Una vita difficile a lottare con i pregiudizi
Ovviamente i momenti difficili per Gelsomina ci sono stati, e tanti, come il trasferimento a Roma, città grande e sconosciuta dove ricominciare un’altra volta, quando Cosimo viene trasferito a Rebibbia, lei che aveva vissuto nella tranquilla campagna di Angri, in provincia di Salerno. Oggi entrambi i figli hanno più di 50 anni e se hanno sempre voluto bene al loro papà, è proprio merito suo: “Quando erano piccoli non sapevano che il padre era in carcere, ma che era lontano per lavoro – ricorda – poi gli ho detto che doveva raccontare loro la verità e così è stato, anche perché i ragazzi ne hanno subite tante: i compagni di classe li additavano, erano sempre gli unici non invitati alle feste… Io dicevo che dovevano farsi scivolare tutto addosso, ma non è stato semplice”.
La forza della fede…
Tutta questa forza d’animo Gelsomina la rinvigorisce con una fede autentica, genuina, alimentata dalla preghiera che la accompagna da sempre: “Quando ero bambina mia nonna ci riuniva tutti in cortile per pregare il Rosario – riferisce – a me piaceva andare a Messa, ricordo ancora l’emozione nel giorno della Prima Comunione… Ho sempre pregato tanto, per Cosimo soprattutto, perché bisogna sempre pregare per gli altri: gli raccontavo dei miei pellegrinaggi da Padre Pio o ad Assisi da San Francesco, e quando lui mi chiedeva perché lo facessi io rispondevo: perché così ti fanno uscire!”.

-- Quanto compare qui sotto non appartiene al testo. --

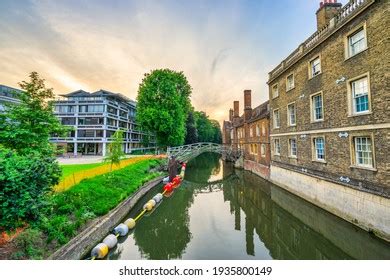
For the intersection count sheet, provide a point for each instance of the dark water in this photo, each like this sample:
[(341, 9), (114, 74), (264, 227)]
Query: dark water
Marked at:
[(222, 213)]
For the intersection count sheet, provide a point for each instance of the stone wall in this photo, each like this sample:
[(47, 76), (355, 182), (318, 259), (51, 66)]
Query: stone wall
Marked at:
[(257, 168), (368, 211), (80, 245), (333, 83)]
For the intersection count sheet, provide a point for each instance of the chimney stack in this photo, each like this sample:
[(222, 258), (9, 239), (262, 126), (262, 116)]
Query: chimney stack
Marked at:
[(231, 115), (247, 104), (328, 9), (236, 106)]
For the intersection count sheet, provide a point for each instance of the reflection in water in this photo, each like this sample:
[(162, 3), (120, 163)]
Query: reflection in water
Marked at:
[(241, 217)]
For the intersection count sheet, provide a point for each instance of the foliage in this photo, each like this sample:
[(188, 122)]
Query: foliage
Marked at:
[(115, 153), (27, 166), (25, 180), (208, 130), (191, 130), (71, 210), (27, 126), (163, 104), (29, 244)]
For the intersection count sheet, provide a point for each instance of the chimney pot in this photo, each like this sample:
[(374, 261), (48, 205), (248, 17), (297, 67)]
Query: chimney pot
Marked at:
[(236, 106), (328, 9)]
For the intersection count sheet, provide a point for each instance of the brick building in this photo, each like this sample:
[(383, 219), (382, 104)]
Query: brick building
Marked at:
[(330, 114), (250, 133)]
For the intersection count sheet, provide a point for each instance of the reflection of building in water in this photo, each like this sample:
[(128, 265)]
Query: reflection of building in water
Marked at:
[(285, 235)]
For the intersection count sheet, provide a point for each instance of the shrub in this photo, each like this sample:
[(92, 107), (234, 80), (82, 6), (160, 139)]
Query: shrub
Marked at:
[(30, 244), (25, 182)]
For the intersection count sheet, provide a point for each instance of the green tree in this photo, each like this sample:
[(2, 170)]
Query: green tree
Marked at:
[(115, 152), (28, 126), (191, 130), (24, 182), (28, 168), (163, 104)]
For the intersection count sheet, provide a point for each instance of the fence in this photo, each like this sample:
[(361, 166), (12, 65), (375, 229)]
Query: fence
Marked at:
[(76, 177)]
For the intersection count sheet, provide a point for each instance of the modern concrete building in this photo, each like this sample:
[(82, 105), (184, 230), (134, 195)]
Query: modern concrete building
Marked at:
[(250, 133), (7, 95), (95, 117), (330, 115)]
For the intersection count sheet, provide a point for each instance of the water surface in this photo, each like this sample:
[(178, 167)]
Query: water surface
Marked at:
[(222, 213)]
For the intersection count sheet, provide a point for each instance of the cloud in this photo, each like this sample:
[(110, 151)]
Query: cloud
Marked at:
[(223, 47)]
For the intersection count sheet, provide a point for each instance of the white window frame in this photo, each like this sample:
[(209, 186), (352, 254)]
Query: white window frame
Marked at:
[(263, 149), (277, 151), (292, 86), (313, 74), (274, 119), (355, 151), (289, 123), (348, 47), (351, 99), (275, 93), (314, 148), (313, 117), (290, 154)]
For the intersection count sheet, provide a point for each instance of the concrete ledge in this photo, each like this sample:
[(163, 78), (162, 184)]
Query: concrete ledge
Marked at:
[(368, 211), (257, 168), (80, 245)]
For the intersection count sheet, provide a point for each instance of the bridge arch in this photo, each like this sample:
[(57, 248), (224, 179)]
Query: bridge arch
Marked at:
[(188, 152)]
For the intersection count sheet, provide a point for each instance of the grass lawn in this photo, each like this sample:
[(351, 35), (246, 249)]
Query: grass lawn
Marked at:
[(71, 168), (70, 210)]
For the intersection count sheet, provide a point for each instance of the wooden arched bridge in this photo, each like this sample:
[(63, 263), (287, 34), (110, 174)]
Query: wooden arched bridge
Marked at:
[(188, 152)]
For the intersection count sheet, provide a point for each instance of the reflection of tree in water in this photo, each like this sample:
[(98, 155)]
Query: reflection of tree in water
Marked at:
[(285, 236), (202, 167), (165, 233)]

… e la potenza del servizio
Ma Gelsomina ha anche avuto bisogno di rendere quella fede più concreta, di nutrirla con gesti di carità: “Ho sempre fatto volontariato; quando stavo ad Angri mi occupavo di ragazzi disabili; poi a Roma mi sono occupata dei bambini figli di genitori detenuti. Una volta ne ho accolto uno in casa mentre c’era anche Cosimo che aveva ottenuto un permesso. Quando lo abbiamo riportato a Rebibbia, a Cosimo si è stretto il cuore, mi ha detto di non coinvolgerlo più perché non ce la faceva a vedere un bambino piangere in quel modo”. Una famiglia unica e unita, quella di Cosimo e Gelsomina, seppur a suo modo, cucita insieme da un amore fortissimo che non solo nessun muro e nessuna sbarra, ma neppure la morte potrà spegnere mai.